Migraine with Aura Linked to Increased Stroke Risk

Patients who suffer migraine with aura have twice the risk for ischemic stroke, the most common type of stroke (caused by an interruption of blood flow to the brain), as those with migraine without aura, according to an industry-funded meta-analysis in the British Medical Journal (BMJ).

Migraine with aura is a less form of migraine headache, with “aura” referring to symptoms an individual feels shortly before onset of the headache. Although the causes of migraines with aura are unknown, scientists think serotonin and dopamine, two brain neurotransmitters (chemical messingers) may be responsible. These brain chemicals are unable to cope when something abnormal occurs – like a headache – and may cause the brain and immune system to react. This causes brain blood vessels to expand, while at the same time, releasing more chemicals to regulate the vessels’ size. The vessels open and dilate, which sometimes triggers a severe, throbbing headache.

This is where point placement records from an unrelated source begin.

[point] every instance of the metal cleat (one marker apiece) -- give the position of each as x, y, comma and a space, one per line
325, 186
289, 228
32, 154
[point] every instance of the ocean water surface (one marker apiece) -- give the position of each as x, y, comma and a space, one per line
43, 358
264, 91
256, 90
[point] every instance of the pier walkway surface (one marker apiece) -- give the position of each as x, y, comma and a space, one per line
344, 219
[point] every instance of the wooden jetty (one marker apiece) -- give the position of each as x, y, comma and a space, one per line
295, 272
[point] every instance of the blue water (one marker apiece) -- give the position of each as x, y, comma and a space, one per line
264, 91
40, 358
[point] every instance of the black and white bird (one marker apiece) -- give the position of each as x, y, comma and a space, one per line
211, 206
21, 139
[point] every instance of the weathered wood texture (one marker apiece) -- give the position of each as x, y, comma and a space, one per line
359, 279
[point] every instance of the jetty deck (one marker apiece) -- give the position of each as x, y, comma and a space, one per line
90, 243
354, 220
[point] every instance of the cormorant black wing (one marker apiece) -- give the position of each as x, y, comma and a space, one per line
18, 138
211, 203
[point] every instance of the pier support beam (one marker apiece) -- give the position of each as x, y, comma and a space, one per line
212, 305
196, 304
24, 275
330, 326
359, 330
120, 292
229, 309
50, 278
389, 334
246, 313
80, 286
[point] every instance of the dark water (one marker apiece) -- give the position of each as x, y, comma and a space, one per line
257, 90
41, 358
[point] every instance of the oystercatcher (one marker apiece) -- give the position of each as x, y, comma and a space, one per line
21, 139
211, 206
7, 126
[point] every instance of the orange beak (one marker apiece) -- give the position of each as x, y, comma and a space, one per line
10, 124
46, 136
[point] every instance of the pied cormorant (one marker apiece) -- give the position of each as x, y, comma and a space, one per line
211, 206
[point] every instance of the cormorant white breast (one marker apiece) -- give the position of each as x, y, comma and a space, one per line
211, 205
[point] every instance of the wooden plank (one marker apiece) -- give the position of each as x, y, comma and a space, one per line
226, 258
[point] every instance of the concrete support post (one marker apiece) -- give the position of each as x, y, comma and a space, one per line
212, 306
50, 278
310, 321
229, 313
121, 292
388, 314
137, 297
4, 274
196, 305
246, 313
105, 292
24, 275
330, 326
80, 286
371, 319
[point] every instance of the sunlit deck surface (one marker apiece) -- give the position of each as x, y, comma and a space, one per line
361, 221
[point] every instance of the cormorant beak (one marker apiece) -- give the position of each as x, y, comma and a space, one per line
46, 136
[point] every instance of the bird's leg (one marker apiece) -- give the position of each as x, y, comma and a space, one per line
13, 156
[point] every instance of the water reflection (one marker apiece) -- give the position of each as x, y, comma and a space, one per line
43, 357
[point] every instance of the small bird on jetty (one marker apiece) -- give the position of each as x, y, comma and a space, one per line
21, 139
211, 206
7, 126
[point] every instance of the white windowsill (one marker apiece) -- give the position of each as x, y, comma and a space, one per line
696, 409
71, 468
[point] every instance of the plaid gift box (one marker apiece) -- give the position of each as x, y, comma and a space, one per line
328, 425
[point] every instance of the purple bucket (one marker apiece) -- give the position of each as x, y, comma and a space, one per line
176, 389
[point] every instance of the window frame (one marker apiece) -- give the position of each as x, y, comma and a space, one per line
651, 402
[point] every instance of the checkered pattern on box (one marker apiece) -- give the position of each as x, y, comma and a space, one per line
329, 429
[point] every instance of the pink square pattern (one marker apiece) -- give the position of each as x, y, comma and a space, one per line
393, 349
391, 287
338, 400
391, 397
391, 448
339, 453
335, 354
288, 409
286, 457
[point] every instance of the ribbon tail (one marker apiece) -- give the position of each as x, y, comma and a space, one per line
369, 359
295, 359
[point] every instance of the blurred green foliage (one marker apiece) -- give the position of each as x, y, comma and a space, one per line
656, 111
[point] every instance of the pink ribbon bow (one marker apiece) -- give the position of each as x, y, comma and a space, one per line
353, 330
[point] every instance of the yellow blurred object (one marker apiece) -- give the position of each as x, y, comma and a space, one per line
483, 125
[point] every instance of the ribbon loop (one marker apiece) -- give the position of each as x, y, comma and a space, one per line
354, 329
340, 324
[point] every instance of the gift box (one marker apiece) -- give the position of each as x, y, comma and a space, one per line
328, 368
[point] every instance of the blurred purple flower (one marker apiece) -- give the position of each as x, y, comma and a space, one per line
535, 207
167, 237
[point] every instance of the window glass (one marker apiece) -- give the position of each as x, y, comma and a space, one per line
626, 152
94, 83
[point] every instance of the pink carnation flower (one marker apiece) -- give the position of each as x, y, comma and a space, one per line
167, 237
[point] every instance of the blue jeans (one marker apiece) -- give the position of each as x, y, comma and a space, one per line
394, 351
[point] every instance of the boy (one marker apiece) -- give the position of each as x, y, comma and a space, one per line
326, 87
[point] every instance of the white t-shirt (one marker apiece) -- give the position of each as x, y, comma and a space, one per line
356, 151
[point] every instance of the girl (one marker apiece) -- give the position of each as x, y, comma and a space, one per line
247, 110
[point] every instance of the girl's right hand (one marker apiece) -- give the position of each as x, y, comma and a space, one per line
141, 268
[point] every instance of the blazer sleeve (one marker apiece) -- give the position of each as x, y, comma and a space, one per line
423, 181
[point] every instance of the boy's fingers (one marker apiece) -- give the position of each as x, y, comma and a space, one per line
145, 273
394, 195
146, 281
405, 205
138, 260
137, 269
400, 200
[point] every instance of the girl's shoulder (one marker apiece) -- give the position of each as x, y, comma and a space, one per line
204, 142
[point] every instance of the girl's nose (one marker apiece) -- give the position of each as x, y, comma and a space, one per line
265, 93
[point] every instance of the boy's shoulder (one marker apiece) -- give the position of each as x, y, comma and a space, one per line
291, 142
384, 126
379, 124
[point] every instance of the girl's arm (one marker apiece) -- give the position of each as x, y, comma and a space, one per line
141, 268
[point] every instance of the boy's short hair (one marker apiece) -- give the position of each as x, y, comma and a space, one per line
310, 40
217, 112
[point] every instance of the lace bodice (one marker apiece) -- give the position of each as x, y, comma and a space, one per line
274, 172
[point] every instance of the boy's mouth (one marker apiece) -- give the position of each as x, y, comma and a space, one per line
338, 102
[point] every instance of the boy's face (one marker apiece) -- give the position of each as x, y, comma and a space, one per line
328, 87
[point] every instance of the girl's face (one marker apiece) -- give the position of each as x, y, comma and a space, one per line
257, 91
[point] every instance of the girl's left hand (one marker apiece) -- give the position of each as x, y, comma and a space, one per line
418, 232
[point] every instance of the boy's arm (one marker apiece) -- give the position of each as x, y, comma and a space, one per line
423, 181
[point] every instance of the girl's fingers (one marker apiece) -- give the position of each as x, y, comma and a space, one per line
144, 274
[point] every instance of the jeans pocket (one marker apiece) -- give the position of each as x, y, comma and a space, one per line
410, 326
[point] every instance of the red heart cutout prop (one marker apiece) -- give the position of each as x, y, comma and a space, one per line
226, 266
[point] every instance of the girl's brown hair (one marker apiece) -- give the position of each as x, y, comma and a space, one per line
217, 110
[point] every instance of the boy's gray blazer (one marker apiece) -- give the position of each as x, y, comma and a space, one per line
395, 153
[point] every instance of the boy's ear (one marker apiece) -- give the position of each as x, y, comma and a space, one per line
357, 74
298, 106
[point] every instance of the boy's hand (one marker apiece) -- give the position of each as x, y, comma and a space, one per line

In the BMJ study, researchers analyzed 25 studies examining associations between migraine and cardiovascular risk. The findings include:

• Overall migraine was associated with increased risk for stroke, however, the association appeared limited to migraine with aura.

• Females with migraines had greater overall stroke risk than males.

• Stroke risk was further increased in migraineurs younger than 45, smokers and women using oral contraceptives.

• Migraine was not associated with risk for myocardial infarction (MI) or cardiovascular death.

As painful as the headaches are, however, the risk of stroke for most patients with migraine is low.

Symptoms of migraines and migraines with aura include:

•  A headache lasting anywhere from four to 72 hours

•  Pain in the front of the head on one or both sides of the temple

•  Nausea

•  Yawning

•  Irritability

•  Vomiting

•  Low blood pressure

•  Feelings of anxiety

•  Light, sounds and motion sensitivity

•  Blind spots

•  Seeing zigzag patterns

•  Hallucinations

•  Vision impairment in one or both eyes

•  Weakness

Diagnosis:

Prior to treatment, a doctor will most likely perform a physical examination to negate any other possible causes for the headaches. Other tests such as blood tests, x-rays, CT scan and MRI may also be ordered. After analysis, the doctor will recommend an appropriate treatment.